In order to exit our own reality so as to enter theirs, and by doing so completely attune to them, I want to teach you a technique to use. I call it The Octopus Technique. We, as physical beings are extensions of source consciousness or what many people call God. We are source manifesting physically. To conceptualize of this, I want you to imagine an octopus. The head of the octopus represents source. A united oneness. Sort of like a blank slate of potential energy. The legs of the octopus represent aspects of that united oneness extending down into a human body. So, Teal is a leg of the octopus. And you are a leg of the octopus. For this exercise, you are going to use this symbolic image to get into someone else’s perspective.
To do this exercise, close your eyes and observe your breathing. Feel your thoughts bouncing around and just let them do that until they slow down. When you feel ready, imagine your consciousness or soul retracting back up your leg of the octopus and returning to source consciousness (the head of the octopus). As you do this, imagine leaving your identity in this life behind. See yourself leaving the story of your life, the people in it, your beliefs, your likes and dislikes, your past experiences all behind. Feel yourself stripping free of them so as to return to source.
Feel what that spacious potential energy feels like.
Then when you are ready, think of someone whose perspective you would like to see. Hold them as your focus and imagine finding the leg that extends from the octopus head you are in (source) down into their embodiment.
Imagine or sense or feel yourself going down the octopus leg into their perspective completely, having left yourself behind so all you are now is the consciousness who is feeling through their body, seeing through their eyes. Imagine opening your eyes AS them. Imagine smelling as them and tasting as them and most of all, feeling the emotions they are experiencing. How does it feel to be in their body? What are you thinking in their body? See if you can feel their past experiences and how those experiences are shaping their current perspective. If you are wanting to understand exactly how they experience a specific situation, let yourself live or re-live that experience AS them. Feel and see the difference between how they experience life and how you used to experience life when you were you.

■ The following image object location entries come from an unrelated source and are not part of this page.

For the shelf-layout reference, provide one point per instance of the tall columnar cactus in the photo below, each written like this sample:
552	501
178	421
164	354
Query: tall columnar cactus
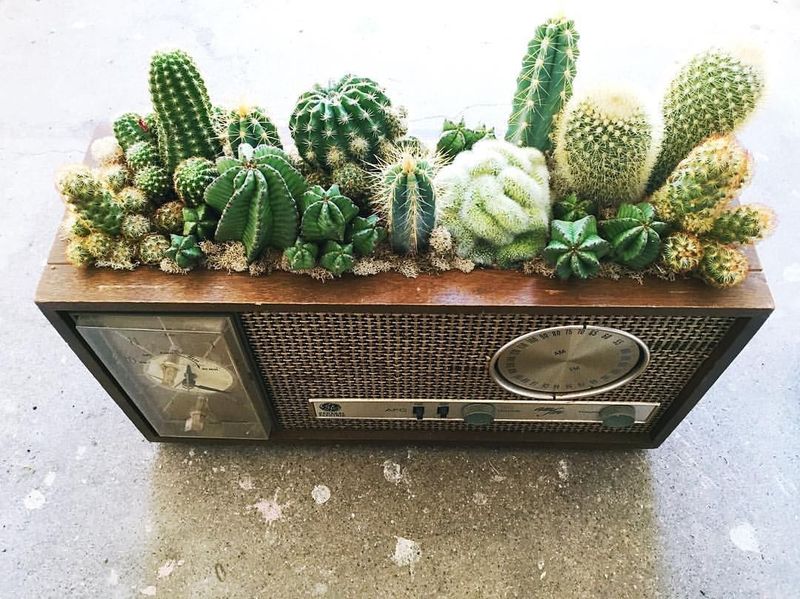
250	125
348	121
606	145
712	94
258	196
408	201
544	84
703	184
182	108
495	201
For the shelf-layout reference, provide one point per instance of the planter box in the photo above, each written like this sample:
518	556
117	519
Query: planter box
286	358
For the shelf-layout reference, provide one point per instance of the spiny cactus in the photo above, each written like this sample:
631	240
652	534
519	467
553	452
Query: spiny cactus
493	196
713	94
606	144
182	108
346	121
131	128
703	184
572	208
200	221
191	178
634	234
681	252
257	196
575	248
325	214
722	266
457	137
250	125
154	183
544	84
184	251
408	201
152	248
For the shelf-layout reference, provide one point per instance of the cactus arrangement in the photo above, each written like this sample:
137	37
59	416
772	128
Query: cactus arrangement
496	202
544	84
652	193
606	145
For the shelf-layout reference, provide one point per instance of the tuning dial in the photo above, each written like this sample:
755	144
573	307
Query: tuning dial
618	416
478	414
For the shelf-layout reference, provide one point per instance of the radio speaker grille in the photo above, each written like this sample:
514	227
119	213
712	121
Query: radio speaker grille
303	355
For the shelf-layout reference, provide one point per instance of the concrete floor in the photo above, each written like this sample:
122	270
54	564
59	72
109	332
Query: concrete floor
89	509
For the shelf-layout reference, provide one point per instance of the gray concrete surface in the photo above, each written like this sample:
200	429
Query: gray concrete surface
89	509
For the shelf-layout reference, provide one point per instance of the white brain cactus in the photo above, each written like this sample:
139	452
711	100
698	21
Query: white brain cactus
495	201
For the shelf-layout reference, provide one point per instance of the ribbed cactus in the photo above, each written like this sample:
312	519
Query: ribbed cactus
635	234
408	201
457	137
345	122
703	184
544	84
496	196
575	248
257	196
605	147
712	94
182	108
250	125
191	178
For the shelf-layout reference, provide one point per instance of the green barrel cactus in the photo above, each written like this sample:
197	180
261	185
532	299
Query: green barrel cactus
573	208
713	94
302	255
544	84
605	147
337	258
131	128
347	121
200	221
250	125
325	214
635	234
408	201
575	248
182	108
703	184
184	251
191	178
457	137
257	196
493	196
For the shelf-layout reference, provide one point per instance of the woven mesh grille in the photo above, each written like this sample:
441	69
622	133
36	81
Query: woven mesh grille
303	355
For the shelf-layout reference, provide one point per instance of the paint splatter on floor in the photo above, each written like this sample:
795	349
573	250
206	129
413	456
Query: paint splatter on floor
321	494
406	553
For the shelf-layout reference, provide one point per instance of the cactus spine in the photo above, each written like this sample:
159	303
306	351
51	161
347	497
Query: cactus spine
182	107
544	84
606	145
409	203
712	94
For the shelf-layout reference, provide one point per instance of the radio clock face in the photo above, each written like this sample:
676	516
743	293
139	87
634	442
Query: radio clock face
569	362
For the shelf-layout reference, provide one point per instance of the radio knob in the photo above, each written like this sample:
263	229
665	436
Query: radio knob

Spend as much time completely immersing yourself in their perspective as deeply as you can. If you experience emotional reactions as a result of it, surrender and let it happen. Gain as much understanding and awareness as you can. BE them until you feel a sense of emotional and mental and physical comprehension. And then when you are ready, imagine retracting once again back up the octopus leg into the head of the octopus (source). But this time take your comprehension of the person whose perspective you went into, with you. Carry that comprehension and experience back down the octopus leg that extends to your perspective in this life. Feel yourself carrying that full awareness and understanding as you come back to your own life. And when you are ready, slowly open your eyes.
All you need to know about the other person and about what to do relative to them will be revealed as a result of doing this exercise. Your awareness will multiply and your perspective on so many things will change. So be brave enough to leave yourself behind. The more often you do this exercise, the better you will get at dis identifying with yourself so as to identify with someone else’s perspective. And soon, it may not be a visualization. It may in fact graduate to a full blown out of body experience.